Although he composed four symphonies, as well as overtures, tone poems and suites, Kabalevsky's sequence of concertos, four for piano, two for cello and one for violin, rank as his most significant orchestral music. Written in a direct and generally accessible manner, they respect the strictures of Soviet musical policy over the decades without being overly simplistic or meretricious. Indeed, the trilogy of 'Youth Concertos' (comprising that for violin of 1948, the first for cello of 1949 and the third for piano of 1952) is one of the few instances of 'abstract' orchestral music to have found official favour in the culturally fraught years prior to Stalin's death in 1953. Composed at, respectively, the time of the Soviet leader's accession to power and just before the climax of the 'Great Terror' aimed at purging all 'undesirable' elements from Soviet society, the first two piano concertos demonstrate the range of Kabalevsky's musical idiom during probably the most eventful phase of his career.

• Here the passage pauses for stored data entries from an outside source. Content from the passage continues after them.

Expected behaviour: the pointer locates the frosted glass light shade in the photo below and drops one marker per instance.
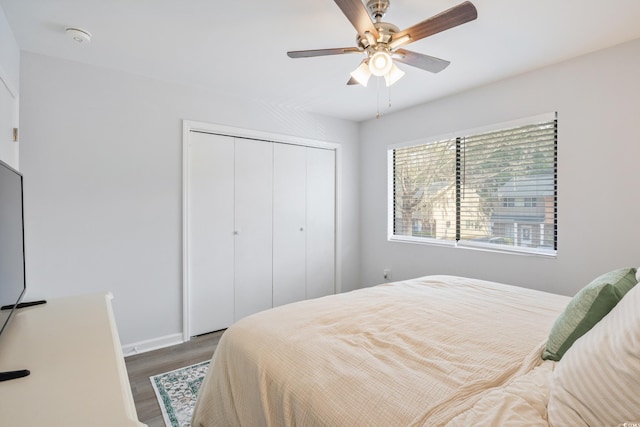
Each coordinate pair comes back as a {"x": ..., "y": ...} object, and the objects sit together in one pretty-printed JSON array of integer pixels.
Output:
[
  {"x": 380, "y": 63},
  {"x": 362, "y": 74}
]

The First Piano Concerto in A minor, Op. 9, is among Kabalevsky's earliest works. Written in 1928, and first given in Moscow on 11th December 1931 with the composer as soloist, it briefly earned him the cachet of being Moscow's 'answer' to Shostakovich, who was Kabalevsky's junior by almost two years. While Rachmaninov can be discerned in the melodic profile and orchestration, Prokofiev's Third Concerto, already an international success, even though barely a decade old, is a yet more potent influence on the musical content.

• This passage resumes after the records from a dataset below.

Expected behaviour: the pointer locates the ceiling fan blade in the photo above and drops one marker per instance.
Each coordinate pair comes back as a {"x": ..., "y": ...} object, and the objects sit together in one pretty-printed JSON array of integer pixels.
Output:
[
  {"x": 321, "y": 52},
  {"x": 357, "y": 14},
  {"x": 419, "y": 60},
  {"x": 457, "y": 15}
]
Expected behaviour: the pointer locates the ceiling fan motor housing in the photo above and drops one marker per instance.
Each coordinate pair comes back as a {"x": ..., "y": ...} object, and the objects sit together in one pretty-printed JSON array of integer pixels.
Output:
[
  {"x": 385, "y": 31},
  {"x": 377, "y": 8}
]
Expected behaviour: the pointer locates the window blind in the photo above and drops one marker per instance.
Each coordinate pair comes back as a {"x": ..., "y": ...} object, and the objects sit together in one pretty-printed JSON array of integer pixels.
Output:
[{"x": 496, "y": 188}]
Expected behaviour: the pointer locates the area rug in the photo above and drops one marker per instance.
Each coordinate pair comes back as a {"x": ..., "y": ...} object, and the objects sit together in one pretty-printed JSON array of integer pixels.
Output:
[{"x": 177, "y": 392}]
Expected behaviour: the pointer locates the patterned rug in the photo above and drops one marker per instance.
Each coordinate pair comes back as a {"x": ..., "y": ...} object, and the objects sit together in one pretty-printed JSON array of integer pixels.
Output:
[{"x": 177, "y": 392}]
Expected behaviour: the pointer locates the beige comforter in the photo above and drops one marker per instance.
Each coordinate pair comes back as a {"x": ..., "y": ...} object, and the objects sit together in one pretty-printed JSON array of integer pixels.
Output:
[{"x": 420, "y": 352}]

The opening movement begins with a plaintive woodwind melody, soon taken up by the soloist then elaborated by the strings. A second theme for piano and strings is more capricious, gaining in rhythmic urgency before the initially pensive development section builds, via some dexterous passagework for the soloist, to a short-lived climax. The reprise ensues with an elaboration mainly of the first theme, leading to its emotive restatement. This dies away for a coda which, though beginning quietly, ends with a brief but forceful gesture. The halting theme that opens the slow movement is passed between various wind instruments, before being taken up by the soloist and given more expressive treatment. There follows a series of variations, energetic, wistful, passionate, lively, subdued (albeit rising to the main climax) and fatalistic, before the return of the introduction to create a satisfying formal balance. Following without pause, the finale begins with a quizzical gesture on woodwind, then the soloist bursts in with an insistent theme that is complemented by its poetic, slightly oriental-sounding successor. Initiated by a brief cadenza, the development rhapsodically draws on both themes, which the reprise then varies with intensifying effect. The soloist now initiates a lithe coda that brings the work to a decisive close.

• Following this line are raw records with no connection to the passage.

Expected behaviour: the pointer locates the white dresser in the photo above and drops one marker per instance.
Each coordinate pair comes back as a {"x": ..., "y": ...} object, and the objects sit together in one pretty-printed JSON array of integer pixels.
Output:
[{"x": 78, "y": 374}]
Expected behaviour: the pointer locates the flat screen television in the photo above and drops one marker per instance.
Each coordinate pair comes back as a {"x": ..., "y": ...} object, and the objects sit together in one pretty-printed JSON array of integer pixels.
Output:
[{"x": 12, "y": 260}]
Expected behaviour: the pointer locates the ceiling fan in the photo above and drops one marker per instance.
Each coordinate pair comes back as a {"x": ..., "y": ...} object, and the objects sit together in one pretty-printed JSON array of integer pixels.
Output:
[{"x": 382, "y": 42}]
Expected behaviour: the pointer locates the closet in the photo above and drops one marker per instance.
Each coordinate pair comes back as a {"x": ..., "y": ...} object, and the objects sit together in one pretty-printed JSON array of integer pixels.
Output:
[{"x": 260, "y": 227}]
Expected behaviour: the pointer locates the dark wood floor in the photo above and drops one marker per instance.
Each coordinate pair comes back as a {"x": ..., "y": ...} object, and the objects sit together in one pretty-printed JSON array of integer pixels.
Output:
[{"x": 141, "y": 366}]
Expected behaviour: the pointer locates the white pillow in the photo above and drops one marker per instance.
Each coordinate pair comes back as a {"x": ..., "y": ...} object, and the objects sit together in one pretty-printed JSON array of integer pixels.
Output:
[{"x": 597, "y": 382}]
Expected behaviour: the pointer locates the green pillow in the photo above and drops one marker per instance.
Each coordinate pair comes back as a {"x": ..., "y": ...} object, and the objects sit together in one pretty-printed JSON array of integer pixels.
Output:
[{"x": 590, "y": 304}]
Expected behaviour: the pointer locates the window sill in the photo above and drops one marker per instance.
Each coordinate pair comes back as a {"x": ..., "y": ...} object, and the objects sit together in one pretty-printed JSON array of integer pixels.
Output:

The Second Piano Concerto in G minor, Op. 23, was composed in 1935, and revised as late as 1973. It had its première in Moscow on 12th May 1936. Prokofiev is an even more pervasive presence, though, given the prevailing artistic climate when it was written, Kabalevsky is mindful to keep the harmonic dissonance on a tight if flexible rein. The first movement opens with a lively and capering theme, its fleet successor dealing mainly in rhythmic contrast. The development section adopts a notably sardonic manner, suddenly arriving at an expressive transformation of the second theme. This new-found mood is continued in an elaborate solo cadenza; then, after the climactic reemergence of the orchestra, the movement closes with a quizzical recall of the first theme. Cor anglais and brass unfold a haunting theme that is to dominate the slow movement. Taken up by piano and strings, then joined by brass, it builds to a heavily chorded statement from the soloist, forcefully underlined by full orchestra, before a regretful close. It remains for the finale to wrap up the piece in decisive fashion, its headlong theme taking in a number of subsidiary ideas, none of which can disturb the prevailing rhythmic motion on the way to a martial climax and a scintillating conclusion.